In these times when the temptation for totalitarianism lurks, it is worth watching this program that traces a vivid glimpse of the future of the planet from having fallen under the yoke of the mother of all dictatorships.
Hitler’s Germany and its allies, the Japanese, have won the Second World War and have divided up what used to be the United States, after assassinating President Franklin Delano Roosevelt and dropping the atomic bomb on Washington, whose mythical Capitol remains only a shell In the east, the Aryan nation has established a colony, the Great Nazi State, with its capital in New York; while the Japanese have done the same in the west with the Japanese Pacific States, whose seat of government is San Francisco. The nations are separated by the Neutral Zone, which sits in the Rocky Mountains and is the most backward of all.
The chapters of The man in the high castle , or The man in the castle , which start in 1962, make an impact by showing how all that ignominy that put the world on alert when Hitler began to expand his power throughout Europe is now law, three decades ago. The Germans continue their racial hunt against minorities and unceremoniously apply euthanasia to citizens with disabilities or chronic illnesses. Not even the son of Obergruppenführer John Smith, a gringo who becomes Hitler’s highest representative in the country, is spared from this.
Despite the infamy, there is progress. Video phones are already in use, and planes very similar to the Concorde fly through the air. Meanwhile, in Berlin, embellished with impressive buildings symbolizing his status as the most powerful city, Hitler is old and decrepit, facing conspiracies to overthrow him.
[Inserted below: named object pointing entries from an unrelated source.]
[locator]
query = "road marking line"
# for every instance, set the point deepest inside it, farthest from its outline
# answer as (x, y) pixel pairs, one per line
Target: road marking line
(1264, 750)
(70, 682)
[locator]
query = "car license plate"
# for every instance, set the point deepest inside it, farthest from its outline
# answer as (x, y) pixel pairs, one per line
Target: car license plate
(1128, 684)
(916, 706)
In the Japanese Pacific States, for its part, the regime applies a much more cruel racial discrimination and the inhabitants enjoy the minimum rights. Cultural alienation is total: everyone is obliged to salute by bowing and sushi restaurants and studios for the practice of martial arts abound. On both sides, jazz and rock are banned, as they are seen as an offense against the dominant races.
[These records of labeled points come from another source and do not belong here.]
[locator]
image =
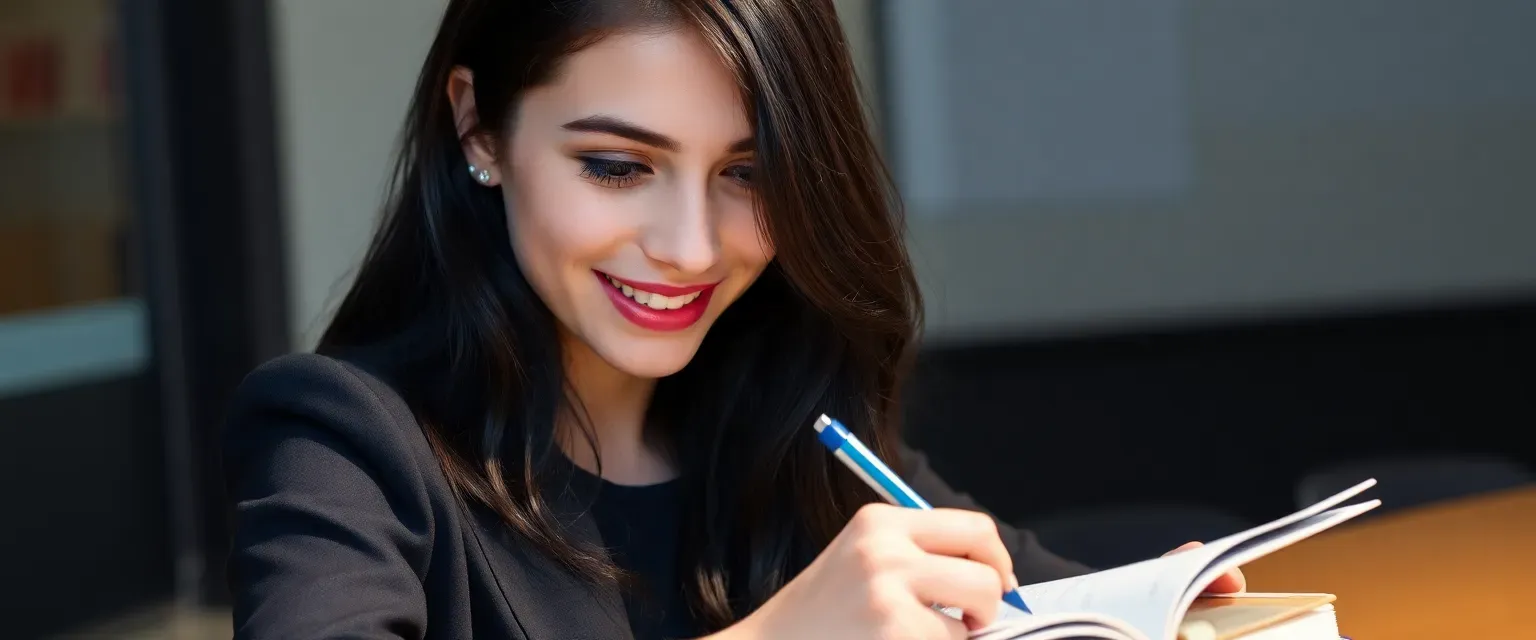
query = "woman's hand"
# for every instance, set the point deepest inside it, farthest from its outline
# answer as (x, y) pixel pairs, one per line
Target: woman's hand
(880, 576)
(1231, 582)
Geopolitics is not the most peaceful. There are surreptitious tensions between Europeans and Asians, while a resistance movement, led especially by blacks, is harshly persecuted.
The fight for the annihilation of oppression intersects the paths of Juliana Crain, Obergruppenführer Smith himself, undercover agent Joe Blake and Japanese minister Nobusuke Tagomi, among other characters. Juliana, the central figure of “the good guys”, an expert in aikido from the Japanese zone, rebels against the system when she discovers a series of films in which Hitler’s Germans lose the war and the United States drops the atomic bomb on the Japanese cities of Hiroshima and Nagasaki. The films, which are none other than those we are used to seeing in historical documentaries, come from a certain “man of the castle”, which gives the series its title, and they have not only impacted Juliana, but are one of the the great motors of the resistance movement.
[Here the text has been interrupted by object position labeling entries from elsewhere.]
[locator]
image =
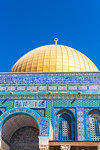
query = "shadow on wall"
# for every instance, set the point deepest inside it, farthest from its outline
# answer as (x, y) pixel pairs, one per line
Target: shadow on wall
(25, 138)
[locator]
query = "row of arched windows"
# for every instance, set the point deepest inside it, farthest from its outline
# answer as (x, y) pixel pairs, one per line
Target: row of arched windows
(66, 126)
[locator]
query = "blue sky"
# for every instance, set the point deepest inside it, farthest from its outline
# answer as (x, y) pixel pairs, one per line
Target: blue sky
(27, 24)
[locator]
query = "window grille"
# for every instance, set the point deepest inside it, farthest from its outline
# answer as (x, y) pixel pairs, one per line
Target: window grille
(95, 127)
(65, 132)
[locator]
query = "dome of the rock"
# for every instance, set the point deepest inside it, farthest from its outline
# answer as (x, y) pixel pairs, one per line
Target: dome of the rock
(54, 58)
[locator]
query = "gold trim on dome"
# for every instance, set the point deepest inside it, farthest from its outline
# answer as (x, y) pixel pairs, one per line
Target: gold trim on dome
(54, 58)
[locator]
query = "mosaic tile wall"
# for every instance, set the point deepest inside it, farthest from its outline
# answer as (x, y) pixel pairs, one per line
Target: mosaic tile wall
(77, 91)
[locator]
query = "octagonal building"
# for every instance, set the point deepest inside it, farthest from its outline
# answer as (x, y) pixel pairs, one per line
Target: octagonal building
(50, 100)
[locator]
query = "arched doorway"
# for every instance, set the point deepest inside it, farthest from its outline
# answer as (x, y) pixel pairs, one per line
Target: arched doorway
(25, 138)
(21, 132)
(65, 127)
(93, 125)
Alexa Davalos is Juliana Crain, who rebels against the Japanese regime that dominates in the west, upon learning about the mysterious “man in the high castle” movies.
After a series of adventures, and thanks to the expansion of the mind that she achieves through aikido and meditation, Juliana discovers that what the films show happens in a parallel reality. The Germans also know this and elaborate the multiverse theory, according to which there are not two but many more of these worlds, and they invent a machine to transport between them. All in order to steal the best of technology and military development from other places, to continue expanding their perverse system. It is also a weapon to combat the increasingly threatening resistance.
The series, created by Frank Spotnitz, who was based on the book The Man in the High Castle by Philip K. Dick, has been received favorably by critics. Rotten Tomatoes, for example, has given it ratings of up to 95 percent approval.
That good star has accompanied her in her fourth and final season, released in mid-November. In the new episodes, Juliana has managed to go beyond the other reality, that is, the one known by history, and she has come into contact with Smith, who here is a modest insurance salesman in any town. Will he be able to unravel the key for the rebels to topple the Nazis? The answer lies in Prime Video, Amazon’s streaming service , which has scored a hit with this ambitious production.